Here’s a grin-inducing slice of Florida on the bay. It might be the white and washed out blue, the palm trees, kidney pool and the painted masonry in gorgeous horizontals creating intervals with fencing which infuses it with specific Miami glam to our mind. It most certainly has something to do with that maritime-meets-Deco balustrade and front entry, cursive lettered iron-work and stunning circle feature above the single garage (Kennedy Nolan eat your heart out). Internally it continues in warm-climate-retiree theme with an explosion of white leather and lace (a dedication to decor we can thoroughly enjoy without endorsement) which cannot detract from the wonderfully clean modern spaces. All up she’s a real humdinger with sadly a price to match, so we dearly hope she can pull through as it would be hugely dispiriting to lose such a delightful evocation of waterside living.
Let’s not confuse this, the love and preservation of Modernist architecture should not be rooted in any kind of arbitrary, NIMBY, “we want to keep our backyards large while the city becomes obese”, type kneejerk. No, Modernism at its very conception was purely good design for good living and this extends to civic planning. Far too often the dire need for metro centres to have a limit drawn around them and in-fill with appropriate medium density housing is pushed back or ignored, with cries of ‘housing crisis’ or some other red herring rezoning the outer plains to infinity. Medium density living, lets face it, is the only way many cities can survive in this new century and is a classically difficult concept for Australians, in particular, to come to grips with. That said, what what we need to dovetail with this direction in housing stock is design-led development. The endless, cheaply made, poorly designed ‘townhouses’ and ‘apartments’ which are filling up our ‘burbs, can not be considered a long view remedy. They are merely wealth creation schemes for self styled developers, we all know this. But there slowly are changes afoot and if we could adopt some of the more overlooked, 40 year old examples of such housing we’d be doing things much smarter. This complex which we’ve showcased before is a warm yet refreshing example of what is achievable and as such we can be certain it will be snapped up quick smart.
This one has just gone (dare we say for a bayside bargain) but wow! We felt you needed to see it anyway.

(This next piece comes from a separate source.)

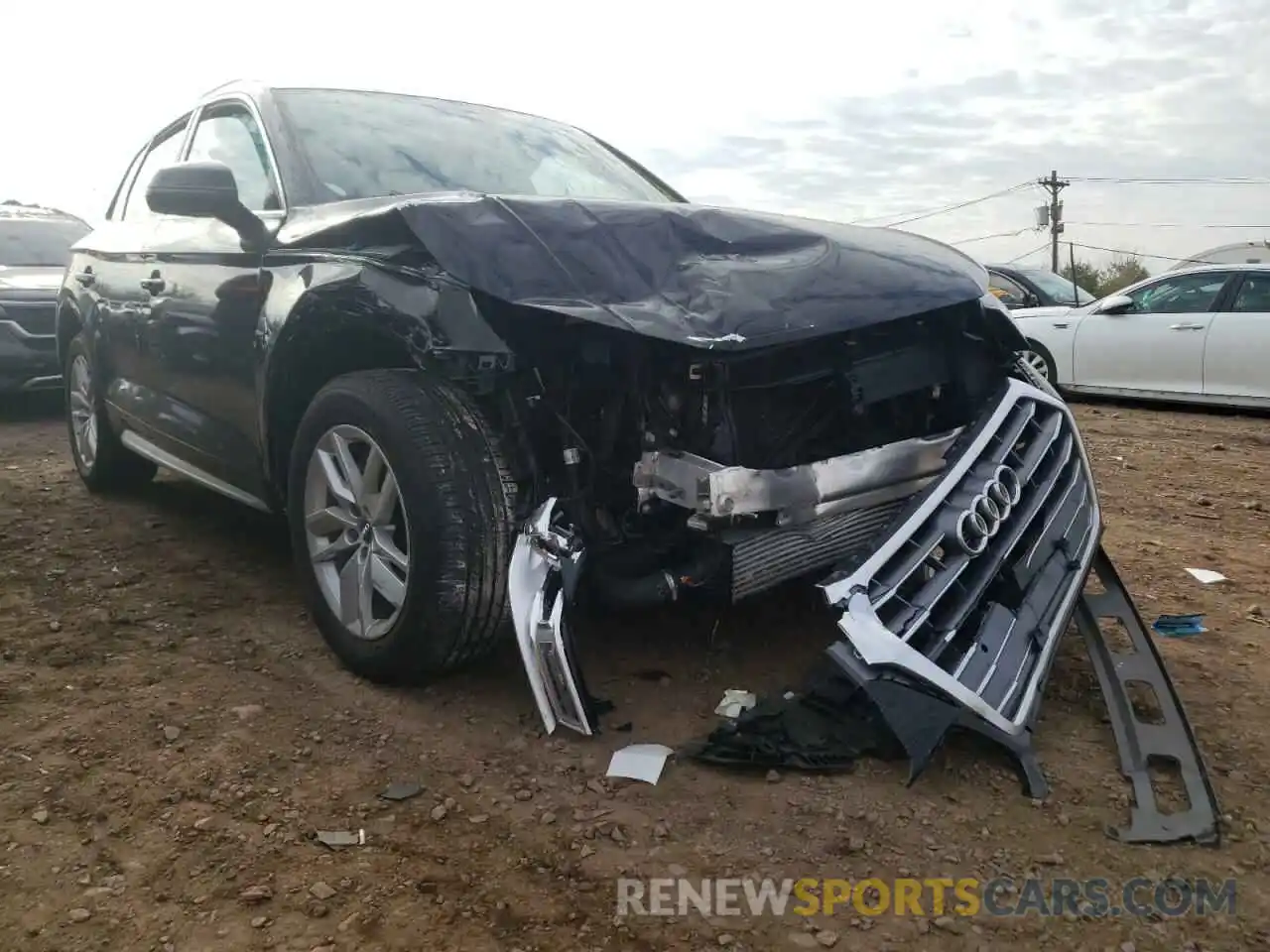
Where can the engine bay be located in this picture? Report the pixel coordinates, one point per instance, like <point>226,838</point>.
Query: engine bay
<point>672,462</point>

Townhouses can often come across as the worst of both worlds with too many large house aspirations squashed into a smaller footprint, which results in the feel of a false spatial economy – but bring in a thoughtful architect (any ideas out there on who did this?) and it becomes an amazing, spacious home with the benefits of compact living and the bonus of shared extras – Melrose Place and it’s pool ain’t nuthin’ on this.